Tambang Pasir Ilegal di Bintan Bakal Tidak Akan Bisa Beroperasi Lagi

Tambang Pasir Ilegal di Bintan Bakal Tidak Akan Bisa Beroperasi Lagi

BINTAN : Maraknya pertambangan pasir ilegal di wilayah hukum Kepala Kepolisian Resor (Kapolres) Bintan, belakangan ini, kedepanya bakal tidak akan terulang lagi.

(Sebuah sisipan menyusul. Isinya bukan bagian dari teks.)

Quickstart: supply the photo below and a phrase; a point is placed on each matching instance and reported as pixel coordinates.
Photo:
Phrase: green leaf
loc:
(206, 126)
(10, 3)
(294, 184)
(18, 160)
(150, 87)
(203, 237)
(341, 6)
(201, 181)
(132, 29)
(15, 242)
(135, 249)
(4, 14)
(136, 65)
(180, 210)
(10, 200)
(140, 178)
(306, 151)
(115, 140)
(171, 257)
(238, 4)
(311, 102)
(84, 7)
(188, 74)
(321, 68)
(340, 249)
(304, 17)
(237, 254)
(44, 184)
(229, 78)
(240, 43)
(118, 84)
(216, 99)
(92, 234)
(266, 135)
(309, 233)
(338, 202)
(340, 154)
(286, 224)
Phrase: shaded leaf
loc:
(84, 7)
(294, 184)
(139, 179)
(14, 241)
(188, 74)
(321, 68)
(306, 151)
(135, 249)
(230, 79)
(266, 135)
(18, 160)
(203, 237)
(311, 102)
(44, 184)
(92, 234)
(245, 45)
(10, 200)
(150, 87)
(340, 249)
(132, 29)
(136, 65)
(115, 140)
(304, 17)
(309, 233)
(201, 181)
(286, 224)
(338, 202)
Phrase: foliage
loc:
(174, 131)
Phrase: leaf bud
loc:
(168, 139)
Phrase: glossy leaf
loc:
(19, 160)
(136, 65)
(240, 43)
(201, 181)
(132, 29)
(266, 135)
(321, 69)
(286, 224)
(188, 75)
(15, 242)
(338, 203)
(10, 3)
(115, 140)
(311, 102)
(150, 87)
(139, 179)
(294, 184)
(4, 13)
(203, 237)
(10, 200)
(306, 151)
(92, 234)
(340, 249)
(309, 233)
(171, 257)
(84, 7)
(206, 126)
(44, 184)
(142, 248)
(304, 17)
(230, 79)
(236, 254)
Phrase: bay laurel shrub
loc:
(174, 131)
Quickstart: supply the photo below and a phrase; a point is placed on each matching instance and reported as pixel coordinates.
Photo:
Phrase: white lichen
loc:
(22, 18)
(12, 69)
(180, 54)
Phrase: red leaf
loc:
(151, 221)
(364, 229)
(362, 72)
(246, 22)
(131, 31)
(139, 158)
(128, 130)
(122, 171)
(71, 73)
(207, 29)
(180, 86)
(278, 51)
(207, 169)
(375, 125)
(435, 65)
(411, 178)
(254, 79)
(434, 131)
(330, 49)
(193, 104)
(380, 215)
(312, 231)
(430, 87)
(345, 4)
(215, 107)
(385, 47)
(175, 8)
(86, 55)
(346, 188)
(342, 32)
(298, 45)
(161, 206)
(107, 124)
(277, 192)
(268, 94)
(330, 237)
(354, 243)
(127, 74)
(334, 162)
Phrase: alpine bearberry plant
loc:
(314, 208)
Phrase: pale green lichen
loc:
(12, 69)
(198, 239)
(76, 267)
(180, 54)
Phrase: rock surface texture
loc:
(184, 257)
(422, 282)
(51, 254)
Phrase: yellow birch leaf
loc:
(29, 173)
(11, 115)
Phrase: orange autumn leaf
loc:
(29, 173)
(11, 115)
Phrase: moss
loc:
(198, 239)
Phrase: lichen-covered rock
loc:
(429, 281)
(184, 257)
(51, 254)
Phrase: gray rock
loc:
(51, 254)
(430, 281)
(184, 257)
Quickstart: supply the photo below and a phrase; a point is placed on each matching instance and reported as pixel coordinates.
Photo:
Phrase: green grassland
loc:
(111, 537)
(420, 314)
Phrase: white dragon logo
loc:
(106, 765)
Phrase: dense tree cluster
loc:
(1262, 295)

Kepastian itu diungkapkan Kapolres Bintan AKBP Bambang Sugihartono, kepada wartawan usai operasi ilegal mining diwilayah hukumnya, Senin (27/7/2020) lalu.

Tim Gabungan Polres Bintan dan Instansi terkait saat melakukan penertiban aktivitas Tambang Pasir ilegal di wilayah Kabupaten Bintan, Senin siang (27/7/20) Foto : https://wartarakyat.co.id

Malahan, Kapolres mengatakan kepada seluruh masyarakat Kabupaten Bintan untuk melaporkan kepada pihaknya apabila menjumpai tambang pasir ilegal yang beraktivitas, seperti dilansir detak.media/2020/07/28/

“Jika memang ada aktivitas lagi, masyarakat bisa melapor dan akan kami tindak tegas, apabila masih ada tambang ilegal itu beraktivitas kembali,” Tegas Kapolres.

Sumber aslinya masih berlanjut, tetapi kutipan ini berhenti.